The two extremes feed upon each other to grow stronger. A pox on both their houses.

Side note: In the Western tradition, Just War Theory has been deeply concerned with proportionality since Augustine, at least. Walzer isn’t so much asking his reader to accept a dubious premise as he is engaging (and building on) a long-standing ethical concern.

That is historical revisionism of the highest order. (For starters, they’re very different from each other, and rose in different circumstances in different times…)
And your acceptance of groups which, by tactic, aim for civilians…

Timex - You missed out the bit where they seized power by force in Gaza.

Courteous D - Not Western. Christian.

Well, IL is correct in that FATEH sure as hell overpromised and underdelivered. The secular, usually leftist, nationalist movements among the Palestinians all failed miserably to do much more than get themselves wrecked by first people like the Jordanians, and then by the Israelis. I find it fairly easy to believe that at least some of the attraction of HAMAS has to be because everything else the Palestinians have tried has sort of fizzled. I’m sure there’s more of course, but that is one factor certainly.

No, Western JWT has drawn (heavily, in many respects) from Christian thinking, but it isn’t an exclusively Christian domain. There’s a discrete, identifiable history of Catholic Just War doctrine, sure.

That’s why everyone who was of voting age in the US in 1968 is considered a crook.

I wasn’t speaking to the history of Just War Theory. I was clarifying why I invoked the example of Walzer. It has been some time since I last read Walzer (I am tempted to sell his awful volume whenever I walk past it in my library), but as I recall, he leaves out the critical, “By the way, I am assuming that you believe in God, and that you accept at face value that there is morality inherent in forbearance on all occasions.”

By that logic, the United States was wrong to bomb German and Japanese cities during the Second World War.

War is about fighting nations, which are proxies for society. War is not just about dealing with bad men.

lol. Not at all. The thing is, we weren’t fighting all the people, but the government. The people were casualties, and those will come, but to call them all “bad guys” because of the action of their government is a little silly. That’s the whole thing behind proportionality - is the loss of life worth the gain? It doesn’t require the loss of life to be labelled “bad guys.” Doing so just strips them of individuality, which isn’t fair to them and can be detrimental to both sides of a confrontation. Decisions to deploy bombs, rockets, or other not-perfectly-precise munitions should always be done with a full, unfettered view of the possible and likely loss of life. Naming every corpse a “bad guy” cheapens the loss of life. They were brothers, sisters, children, best friends, grandparents, teachers, doctors, artists. If their loss - not just the loss of bad guys - is worth the gain, then you make the call to go ahead with it. Hiroshima and Nagasaki directly helped bring about the end of the Pacific campaign, and arguably saved more lives (and property) than they destroyed. Good calls (assuming that supposition was true - I’m not a military historian, so I don’t feel entirely qualified to make a judgement and stand by it no matter what).
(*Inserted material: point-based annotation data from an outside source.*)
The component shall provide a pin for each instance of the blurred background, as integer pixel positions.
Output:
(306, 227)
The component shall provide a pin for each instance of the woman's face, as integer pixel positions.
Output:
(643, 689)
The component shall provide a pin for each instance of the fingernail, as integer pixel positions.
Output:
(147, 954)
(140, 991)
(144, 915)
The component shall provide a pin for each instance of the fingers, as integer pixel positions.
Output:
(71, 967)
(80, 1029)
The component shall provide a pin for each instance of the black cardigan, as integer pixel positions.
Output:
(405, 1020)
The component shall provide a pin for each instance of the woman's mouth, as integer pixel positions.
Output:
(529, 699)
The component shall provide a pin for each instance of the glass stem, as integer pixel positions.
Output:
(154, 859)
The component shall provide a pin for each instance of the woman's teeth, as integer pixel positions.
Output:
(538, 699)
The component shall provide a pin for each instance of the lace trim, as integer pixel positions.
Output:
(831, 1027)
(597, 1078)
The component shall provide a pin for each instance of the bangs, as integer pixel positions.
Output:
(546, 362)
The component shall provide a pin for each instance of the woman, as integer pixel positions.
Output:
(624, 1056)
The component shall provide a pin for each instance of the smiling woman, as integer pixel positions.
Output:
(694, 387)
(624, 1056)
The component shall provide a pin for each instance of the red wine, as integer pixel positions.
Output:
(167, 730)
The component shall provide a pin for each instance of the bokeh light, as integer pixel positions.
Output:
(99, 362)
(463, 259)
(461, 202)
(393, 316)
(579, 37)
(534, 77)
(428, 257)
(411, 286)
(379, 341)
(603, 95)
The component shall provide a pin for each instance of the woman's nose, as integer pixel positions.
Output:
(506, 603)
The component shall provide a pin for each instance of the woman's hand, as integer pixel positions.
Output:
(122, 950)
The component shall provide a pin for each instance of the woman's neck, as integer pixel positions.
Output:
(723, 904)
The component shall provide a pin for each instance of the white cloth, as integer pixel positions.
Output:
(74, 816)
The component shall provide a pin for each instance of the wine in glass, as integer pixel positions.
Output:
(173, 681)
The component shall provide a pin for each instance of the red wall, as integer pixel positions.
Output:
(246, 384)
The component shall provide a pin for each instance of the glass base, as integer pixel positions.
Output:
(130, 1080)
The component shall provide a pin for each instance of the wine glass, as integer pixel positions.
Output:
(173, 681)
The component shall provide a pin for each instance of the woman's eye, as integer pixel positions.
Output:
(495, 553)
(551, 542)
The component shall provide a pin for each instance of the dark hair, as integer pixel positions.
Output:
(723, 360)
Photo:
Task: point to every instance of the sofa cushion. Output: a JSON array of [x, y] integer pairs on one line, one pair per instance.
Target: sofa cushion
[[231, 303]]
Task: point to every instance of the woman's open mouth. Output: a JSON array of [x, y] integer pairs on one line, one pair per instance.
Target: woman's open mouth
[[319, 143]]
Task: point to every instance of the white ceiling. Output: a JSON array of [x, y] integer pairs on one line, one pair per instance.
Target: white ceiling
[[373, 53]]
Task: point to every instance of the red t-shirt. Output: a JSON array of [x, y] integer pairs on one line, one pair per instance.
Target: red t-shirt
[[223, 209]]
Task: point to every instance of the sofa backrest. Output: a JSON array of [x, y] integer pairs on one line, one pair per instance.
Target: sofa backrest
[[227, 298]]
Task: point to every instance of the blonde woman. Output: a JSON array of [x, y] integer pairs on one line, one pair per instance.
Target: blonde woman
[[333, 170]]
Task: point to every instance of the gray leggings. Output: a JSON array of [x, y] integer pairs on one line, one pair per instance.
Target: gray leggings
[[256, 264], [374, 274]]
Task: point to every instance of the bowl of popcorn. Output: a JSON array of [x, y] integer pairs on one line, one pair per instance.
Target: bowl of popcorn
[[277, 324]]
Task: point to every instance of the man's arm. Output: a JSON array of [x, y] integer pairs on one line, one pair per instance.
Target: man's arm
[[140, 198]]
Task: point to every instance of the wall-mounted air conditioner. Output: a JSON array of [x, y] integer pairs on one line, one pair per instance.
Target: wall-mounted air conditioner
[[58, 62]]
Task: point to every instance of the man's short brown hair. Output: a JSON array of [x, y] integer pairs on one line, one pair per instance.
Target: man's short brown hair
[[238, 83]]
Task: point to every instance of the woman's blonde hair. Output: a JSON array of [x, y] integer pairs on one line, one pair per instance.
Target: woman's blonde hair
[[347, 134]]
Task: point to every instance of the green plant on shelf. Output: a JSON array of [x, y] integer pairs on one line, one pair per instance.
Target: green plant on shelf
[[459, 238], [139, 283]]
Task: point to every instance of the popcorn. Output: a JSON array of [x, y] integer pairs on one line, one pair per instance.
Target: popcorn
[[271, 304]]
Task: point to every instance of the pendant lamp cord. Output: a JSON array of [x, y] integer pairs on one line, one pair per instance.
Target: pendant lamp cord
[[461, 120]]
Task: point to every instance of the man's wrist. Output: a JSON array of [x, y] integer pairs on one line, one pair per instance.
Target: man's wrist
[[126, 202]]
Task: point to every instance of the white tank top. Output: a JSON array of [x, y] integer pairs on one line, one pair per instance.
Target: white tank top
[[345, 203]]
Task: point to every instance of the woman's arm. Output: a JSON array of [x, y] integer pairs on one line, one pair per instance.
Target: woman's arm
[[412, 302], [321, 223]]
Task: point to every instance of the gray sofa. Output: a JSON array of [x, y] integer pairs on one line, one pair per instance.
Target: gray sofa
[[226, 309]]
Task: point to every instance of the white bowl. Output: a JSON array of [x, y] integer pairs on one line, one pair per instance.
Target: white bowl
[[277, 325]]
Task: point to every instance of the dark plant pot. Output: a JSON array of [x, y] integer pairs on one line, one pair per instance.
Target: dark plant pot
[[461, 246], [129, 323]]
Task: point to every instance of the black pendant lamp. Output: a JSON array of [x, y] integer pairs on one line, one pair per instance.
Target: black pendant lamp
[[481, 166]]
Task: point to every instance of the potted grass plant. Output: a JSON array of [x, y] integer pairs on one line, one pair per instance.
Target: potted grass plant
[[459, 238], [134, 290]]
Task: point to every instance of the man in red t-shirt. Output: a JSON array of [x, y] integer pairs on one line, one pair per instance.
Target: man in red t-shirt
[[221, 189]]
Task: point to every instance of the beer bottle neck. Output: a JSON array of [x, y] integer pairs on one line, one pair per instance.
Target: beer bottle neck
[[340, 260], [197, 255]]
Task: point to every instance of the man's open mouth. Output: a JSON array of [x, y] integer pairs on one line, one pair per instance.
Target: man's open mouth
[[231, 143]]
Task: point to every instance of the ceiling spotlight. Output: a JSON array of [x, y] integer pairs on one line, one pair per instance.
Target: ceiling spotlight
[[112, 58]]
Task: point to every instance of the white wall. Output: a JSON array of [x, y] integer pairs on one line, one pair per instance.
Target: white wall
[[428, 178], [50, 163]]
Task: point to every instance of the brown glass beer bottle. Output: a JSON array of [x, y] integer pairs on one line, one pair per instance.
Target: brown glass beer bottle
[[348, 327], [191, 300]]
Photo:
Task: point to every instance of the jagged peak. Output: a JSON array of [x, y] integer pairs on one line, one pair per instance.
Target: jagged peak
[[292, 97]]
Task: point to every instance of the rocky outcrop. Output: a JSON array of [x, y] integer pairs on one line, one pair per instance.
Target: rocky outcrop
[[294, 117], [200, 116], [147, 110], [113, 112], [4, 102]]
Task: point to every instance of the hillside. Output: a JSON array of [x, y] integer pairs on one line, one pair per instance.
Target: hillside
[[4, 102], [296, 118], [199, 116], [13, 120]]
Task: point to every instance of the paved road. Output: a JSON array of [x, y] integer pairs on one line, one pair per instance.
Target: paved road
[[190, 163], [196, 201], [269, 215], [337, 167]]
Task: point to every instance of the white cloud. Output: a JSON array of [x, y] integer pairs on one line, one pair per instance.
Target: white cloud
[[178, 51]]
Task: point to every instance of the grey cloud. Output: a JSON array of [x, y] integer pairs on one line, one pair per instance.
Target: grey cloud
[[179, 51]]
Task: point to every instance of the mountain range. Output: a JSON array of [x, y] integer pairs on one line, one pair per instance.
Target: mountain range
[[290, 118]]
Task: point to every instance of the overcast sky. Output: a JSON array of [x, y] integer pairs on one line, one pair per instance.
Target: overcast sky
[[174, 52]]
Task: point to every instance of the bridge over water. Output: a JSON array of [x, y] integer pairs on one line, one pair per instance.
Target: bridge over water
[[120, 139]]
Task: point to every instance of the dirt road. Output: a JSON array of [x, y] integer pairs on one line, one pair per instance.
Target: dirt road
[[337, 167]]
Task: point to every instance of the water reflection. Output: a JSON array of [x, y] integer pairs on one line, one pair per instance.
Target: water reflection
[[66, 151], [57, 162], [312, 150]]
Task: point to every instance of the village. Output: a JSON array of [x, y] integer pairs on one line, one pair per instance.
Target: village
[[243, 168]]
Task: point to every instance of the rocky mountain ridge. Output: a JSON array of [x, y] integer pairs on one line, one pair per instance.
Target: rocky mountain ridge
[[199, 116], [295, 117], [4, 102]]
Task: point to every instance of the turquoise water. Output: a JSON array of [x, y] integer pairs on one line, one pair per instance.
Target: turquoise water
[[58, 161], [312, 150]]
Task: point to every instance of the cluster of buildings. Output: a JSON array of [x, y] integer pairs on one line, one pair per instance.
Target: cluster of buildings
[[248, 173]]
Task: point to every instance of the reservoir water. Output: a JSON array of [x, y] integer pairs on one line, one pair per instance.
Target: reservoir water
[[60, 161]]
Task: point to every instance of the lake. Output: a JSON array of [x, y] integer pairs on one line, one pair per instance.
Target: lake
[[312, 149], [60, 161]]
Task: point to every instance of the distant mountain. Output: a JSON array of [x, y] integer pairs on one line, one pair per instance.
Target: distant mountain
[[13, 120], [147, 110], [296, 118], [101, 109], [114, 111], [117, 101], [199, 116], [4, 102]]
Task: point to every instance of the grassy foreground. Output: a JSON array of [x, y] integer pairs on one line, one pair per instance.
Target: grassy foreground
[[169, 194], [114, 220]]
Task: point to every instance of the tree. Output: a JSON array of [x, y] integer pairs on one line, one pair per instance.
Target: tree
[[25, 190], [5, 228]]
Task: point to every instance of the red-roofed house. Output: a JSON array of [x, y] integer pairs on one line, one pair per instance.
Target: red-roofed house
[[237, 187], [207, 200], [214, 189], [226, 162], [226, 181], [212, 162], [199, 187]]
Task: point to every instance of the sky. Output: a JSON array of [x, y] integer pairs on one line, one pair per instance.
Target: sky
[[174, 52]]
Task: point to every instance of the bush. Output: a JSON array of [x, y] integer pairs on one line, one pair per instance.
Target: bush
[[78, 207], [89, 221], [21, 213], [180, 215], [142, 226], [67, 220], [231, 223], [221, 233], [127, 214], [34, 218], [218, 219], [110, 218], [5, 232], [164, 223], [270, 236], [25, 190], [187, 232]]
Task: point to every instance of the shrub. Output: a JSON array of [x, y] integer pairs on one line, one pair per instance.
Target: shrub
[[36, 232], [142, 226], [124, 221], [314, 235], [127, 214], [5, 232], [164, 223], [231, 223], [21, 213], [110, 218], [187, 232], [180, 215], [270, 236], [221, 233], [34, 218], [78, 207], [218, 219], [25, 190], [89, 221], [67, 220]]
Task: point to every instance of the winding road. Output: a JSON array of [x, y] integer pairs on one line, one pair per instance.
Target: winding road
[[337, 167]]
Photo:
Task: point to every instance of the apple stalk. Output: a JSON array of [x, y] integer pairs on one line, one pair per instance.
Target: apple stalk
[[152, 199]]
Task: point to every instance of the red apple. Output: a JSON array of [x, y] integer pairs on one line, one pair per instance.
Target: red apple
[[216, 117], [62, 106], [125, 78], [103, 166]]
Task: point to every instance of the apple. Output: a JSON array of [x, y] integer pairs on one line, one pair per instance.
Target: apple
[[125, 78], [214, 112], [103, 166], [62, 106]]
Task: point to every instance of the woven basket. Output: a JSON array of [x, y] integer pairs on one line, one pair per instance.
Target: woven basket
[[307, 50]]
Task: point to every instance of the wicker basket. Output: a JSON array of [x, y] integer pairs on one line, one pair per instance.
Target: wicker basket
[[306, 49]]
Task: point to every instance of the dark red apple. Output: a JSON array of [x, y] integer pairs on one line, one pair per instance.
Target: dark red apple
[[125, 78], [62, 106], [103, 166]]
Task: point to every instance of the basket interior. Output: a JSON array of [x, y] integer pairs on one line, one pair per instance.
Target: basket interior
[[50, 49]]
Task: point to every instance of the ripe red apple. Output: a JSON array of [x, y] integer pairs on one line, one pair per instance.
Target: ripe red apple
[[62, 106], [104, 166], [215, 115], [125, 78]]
Neither am I passing judgement on Israel’s actions - their goals are well stated: take out the rocket launchers and destroy the tunnels. People are going to die in order to bring that about - both enemy combatants AND innocent civilians who may have even voted for another party. Again, that bit of information doesn’t mean the military actions are evil or unethical on its own, but neither does it mean everyone who dies is a bad guy.